稲葉八朗さんを一言で言い表すならば「松戸の原住民」。本人も自称していたと思います。稲葉さんは「松戸の原住民」としてアメリカ先住民・インディアン*1 をリスペクトしていました。歴史を深ぼることが趣味の1つである稲葉さんは、彼らの歴史も紐解き、その土地に元々住んでいた同じ「原住民」として共感する部分を持っていたのだと思います。余談ですが、デジタルオタクでもある稲葉さんは、インターネットが誕生する以前の「パソコン通信」時代からパソコンに触れていて、自身でC言語を操りホームページを作ってしまうようなおっさんだったんですね。そこでインディアンを尊敬するあまり彼は部族名のアパッチ(Apache)などインディアンに関連するネット上のドメインを所有していると言っていました。
僕が考える自治区論は1789年7月14日から1795年8月22日にかけて起きた市民革命に遡りますが、フランス革命後に発生した近代国家に適合できなかった人々の集団が僕のいう「自治区」の始まりなのではないかと考えているんです。要するに国民と国家という近代国家構造の成立とともに、それにはまらない集団の形式として生まれたのが自治区。
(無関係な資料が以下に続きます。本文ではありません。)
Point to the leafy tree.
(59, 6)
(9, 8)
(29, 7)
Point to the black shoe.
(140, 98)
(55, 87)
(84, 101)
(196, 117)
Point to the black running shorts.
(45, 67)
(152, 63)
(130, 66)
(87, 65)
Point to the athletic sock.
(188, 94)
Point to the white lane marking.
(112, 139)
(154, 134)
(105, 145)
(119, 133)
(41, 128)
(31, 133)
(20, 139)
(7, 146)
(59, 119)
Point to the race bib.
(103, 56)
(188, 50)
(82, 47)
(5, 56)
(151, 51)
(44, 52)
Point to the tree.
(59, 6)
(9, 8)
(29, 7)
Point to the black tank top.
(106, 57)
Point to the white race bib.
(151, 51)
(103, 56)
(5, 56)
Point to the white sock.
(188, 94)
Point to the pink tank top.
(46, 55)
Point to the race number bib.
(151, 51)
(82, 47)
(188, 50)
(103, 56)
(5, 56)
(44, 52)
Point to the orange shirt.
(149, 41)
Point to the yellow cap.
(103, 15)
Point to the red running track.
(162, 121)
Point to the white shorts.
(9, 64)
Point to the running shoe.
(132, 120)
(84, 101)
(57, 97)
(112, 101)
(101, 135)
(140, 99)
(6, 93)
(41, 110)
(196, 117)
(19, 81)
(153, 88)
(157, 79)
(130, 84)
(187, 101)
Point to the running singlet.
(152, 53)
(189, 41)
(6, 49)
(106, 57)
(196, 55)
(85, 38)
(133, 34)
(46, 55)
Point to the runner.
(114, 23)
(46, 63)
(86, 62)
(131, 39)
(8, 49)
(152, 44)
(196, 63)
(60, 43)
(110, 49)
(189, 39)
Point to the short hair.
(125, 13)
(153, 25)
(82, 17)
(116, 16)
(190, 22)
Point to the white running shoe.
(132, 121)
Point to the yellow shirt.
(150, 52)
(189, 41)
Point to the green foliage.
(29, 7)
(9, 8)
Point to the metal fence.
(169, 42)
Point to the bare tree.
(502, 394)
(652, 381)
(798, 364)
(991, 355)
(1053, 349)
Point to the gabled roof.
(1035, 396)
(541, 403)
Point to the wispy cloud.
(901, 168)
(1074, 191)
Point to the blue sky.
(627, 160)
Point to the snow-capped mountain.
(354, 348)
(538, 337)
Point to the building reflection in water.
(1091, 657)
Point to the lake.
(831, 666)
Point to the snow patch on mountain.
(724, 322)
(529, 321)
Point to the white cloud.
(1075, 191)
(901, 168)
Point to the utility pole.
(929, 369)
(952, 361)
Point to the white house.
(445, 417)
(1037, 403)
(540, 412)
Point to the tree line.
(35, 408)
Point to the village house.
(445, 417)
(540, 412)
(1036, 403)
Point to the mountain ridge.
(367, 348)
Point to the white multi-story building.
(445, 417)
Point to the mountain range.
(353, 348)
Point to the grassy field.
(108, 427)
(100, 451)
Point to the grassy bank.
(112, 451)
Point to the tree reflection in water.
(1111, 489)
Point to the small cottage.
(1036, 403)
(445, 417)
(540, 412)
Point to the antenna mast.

例えばアメリカとカナダの国境に現存するアメリカのイロコイ連邦はインディアン居住区として知られていますが、インディアンを尊敬している稲葉さんは、インディアンが自分たちの居住区を自治するように「松戸の原住民」として、自分たちのまちを自らの手でかたちづくりたい、成り立たせていきたいと考えていたのではないかと思います。現に松戸に通い始めた当初、稲葉さんに「自治区」を作りたいという話をした際に言われたのが「俺は原住民、お前はある意味インベーダー(侵略者)。でもお前は、異星人だ」という言葉。彼の理論では、今のアメリカに異星人が攻め込んできたら、インディアンはアメリカ合衆国を打ち倒すために異星人と手を組むはずで、お前は俺の味方だと言っていた。じゃあ彼が誰と闘っていたのかというと、どうやら明治政府なんですね。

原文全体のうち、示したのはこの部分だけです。